Exact cosine search over FAISS

FAISS provides approximate nearest neighbor (ANN) search that scales to billions of vectors. But it requires a compiled C++ library, is harder to inspect, and ANN introduces errors.

For a corpus of up to ~100,000 chunks (a typical portfolio-scale deployment), exact cosine search with NumPy is:

  • Fast enough (< 10ms for 100K × 384 on CPU)
  • Perfectly accurate (no ANN errors)
  • Trivially inspectable (no index structures to decode)

The crossover point where FAISS wins is roughly 500K–1M vectors.
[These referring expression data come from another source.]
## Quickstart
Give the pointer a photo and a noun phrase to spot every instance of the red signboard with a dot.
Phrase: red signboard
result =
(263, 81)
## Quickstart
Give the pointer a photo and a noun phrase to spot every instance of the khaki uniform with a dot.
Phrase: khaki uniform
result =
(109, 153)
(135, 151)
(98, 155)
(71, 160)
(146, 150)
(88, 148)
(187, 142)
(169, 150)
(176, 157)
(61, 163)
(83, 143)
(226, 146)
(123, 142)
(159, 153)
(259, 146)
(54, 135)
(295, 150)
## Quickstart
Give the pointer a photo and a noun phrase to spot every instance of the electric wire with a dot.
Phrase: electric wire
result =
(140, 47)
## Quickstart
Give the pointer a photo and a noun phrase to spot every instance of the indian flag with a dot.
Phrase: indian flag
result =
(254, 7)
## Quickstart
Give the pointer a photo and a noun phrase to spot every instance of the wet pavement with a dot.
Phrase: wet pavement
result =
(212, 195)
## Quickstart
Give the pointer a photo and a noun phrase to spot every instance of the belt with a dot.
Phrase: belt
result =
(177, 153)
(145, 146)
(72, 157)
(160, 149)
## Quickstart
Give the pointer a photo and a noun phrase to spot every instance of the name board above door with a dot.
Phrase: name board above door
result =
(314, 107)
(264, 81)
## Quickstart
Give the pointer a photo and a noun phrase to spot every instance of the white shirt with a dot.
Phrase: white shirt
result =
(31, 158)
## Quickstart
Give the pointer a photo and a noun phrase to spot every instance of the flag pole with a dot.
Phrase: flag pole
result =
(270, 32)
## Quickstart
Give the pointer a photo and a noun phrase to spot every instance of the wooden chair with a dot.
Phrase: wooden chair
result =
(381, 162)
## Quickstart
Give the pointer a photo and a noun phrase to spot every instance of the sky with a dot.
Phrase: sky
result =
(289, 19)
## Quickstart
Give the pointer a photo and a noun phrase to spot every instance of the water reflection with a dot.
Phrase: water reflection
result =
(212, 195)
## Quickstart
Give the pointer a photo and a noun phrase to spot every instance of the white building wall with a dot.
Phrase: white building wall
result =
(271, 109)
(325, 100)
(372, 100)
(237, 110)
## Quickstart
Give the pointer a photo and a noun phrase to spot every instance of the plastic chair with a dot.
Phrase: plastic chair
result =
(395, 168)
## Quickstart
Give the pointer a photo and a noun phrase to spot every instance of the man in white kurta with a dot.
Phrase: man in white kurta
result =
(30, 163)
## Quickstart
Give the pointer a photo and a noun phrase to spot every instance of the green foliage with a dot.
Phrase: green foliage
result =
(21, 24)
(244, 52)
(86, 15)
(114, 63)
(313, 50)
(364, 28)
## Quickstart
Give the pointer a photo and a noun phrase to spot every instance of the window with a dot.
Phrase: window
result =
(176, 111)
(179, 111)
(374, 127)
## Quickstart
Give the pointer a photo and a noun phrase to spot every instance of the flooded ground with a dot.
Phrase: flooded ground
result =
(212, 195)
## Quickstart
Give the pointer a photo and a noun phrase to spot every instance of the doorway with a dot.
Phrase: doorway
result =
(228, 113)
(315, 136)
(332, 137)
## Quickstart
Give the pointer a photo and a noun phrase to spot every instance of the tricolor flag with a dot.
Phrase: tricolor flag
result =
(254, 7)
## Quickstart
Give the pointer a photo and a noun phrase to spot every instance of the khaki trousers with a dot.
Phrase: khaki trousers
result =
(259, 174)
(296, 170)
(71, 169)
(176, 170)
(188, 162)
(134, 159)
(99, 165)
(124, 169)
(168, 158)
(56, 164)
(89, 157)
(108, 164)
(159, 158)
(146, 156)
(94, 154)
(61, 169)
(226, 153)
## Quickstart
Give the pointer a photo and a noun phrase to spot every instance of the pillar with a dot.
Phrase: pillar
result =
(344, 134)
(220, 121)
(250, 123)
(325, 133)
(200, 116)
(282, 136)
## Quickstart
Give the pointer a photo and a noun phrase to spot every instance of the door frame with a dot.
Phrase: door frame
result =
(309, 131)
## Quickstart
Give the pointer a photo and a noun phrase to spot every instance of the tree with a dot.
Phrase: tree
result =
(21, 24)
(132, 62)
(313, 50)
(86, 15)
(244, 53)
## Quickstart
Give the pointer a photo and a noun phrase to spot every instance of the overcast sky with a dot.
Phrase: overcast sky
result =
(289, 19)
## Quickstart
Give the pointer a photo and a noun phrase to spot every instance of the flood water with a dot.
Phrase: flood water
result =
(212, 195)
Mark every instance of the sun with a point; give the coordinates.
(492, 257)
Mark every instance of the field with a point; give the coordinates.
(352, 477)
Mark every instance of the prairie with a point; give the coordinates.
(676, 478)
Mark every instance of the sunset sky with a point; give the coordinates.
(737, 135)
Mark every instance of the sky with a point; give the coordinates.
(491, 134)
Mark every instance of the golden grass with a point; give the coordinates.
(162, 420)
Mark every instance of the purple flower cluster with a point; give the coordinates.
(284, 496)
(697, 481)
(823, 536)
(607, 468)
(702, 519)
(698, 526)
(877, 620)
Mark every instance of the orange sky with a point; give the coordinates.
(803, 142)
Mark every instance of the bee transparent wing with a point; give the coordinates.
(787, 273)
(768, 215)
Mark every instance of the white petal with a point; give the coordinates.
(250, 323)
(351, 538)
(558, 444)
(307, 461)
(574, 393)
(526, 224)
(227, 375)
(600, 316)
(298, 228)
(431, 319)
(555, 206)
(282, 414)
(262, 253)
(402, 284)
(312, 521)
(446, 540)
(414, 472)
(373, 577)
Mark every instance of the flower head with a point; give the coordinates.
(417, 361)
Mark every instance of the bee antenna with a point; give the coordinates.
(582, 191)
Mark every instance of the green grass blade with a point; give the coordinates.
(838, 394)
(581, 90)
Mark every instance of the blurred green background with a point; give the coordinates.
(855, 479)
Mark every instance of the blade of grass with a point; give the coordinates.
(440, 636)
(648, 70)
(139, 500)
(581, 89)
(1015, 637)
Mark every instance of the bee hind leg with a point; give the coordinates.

Whitespace tokenization for BM25

NLTK stopword lists and Porter stemming are standard in academic IR systems. We deliberately avoid them:

  • BM25's IDF naturally devalues stopwords (appear in every doc → near-zero IDF)
  • Stemming can conflate words that shouldn't be treated identically
  • Keeping the tokenizer simple means the scores are interpretable

If you need better tokenization, swap in nltk.word_tokenize in BM25._tokenize() — the rest of the code is unchanged.

sentence-transformers library vs. raw transformers

The sentence-transformers library is a convenience wrapper that handles mean pooling, normalization, and batching automatically. Using raw transformers instead demonstrates:

  1. What the sentence-transformers library is actually doing internally
  2. That you understand mean pooling and L2 normalization — not just calling .encode()
  3. That the approach generalizes to any HuggingFace model, not just sentence-transformers models

For production use, the sentence-transformers library is a perfectly good choice.

temperature=0.2 for generation

Lower temperatures make the model more deterministic and less likely to "creatively" deviate from the provided context. For RAG, where we explicitly want the model to stick to the context, 0.2 is a good default. Temperature 0.0 (fully deterministic) can cause the model to repeat itself.


This document corresponds directly to the code in src/. Each section maps to one file. The implementation is intentionally minimal — no layers of abstraction between you and the algorithm.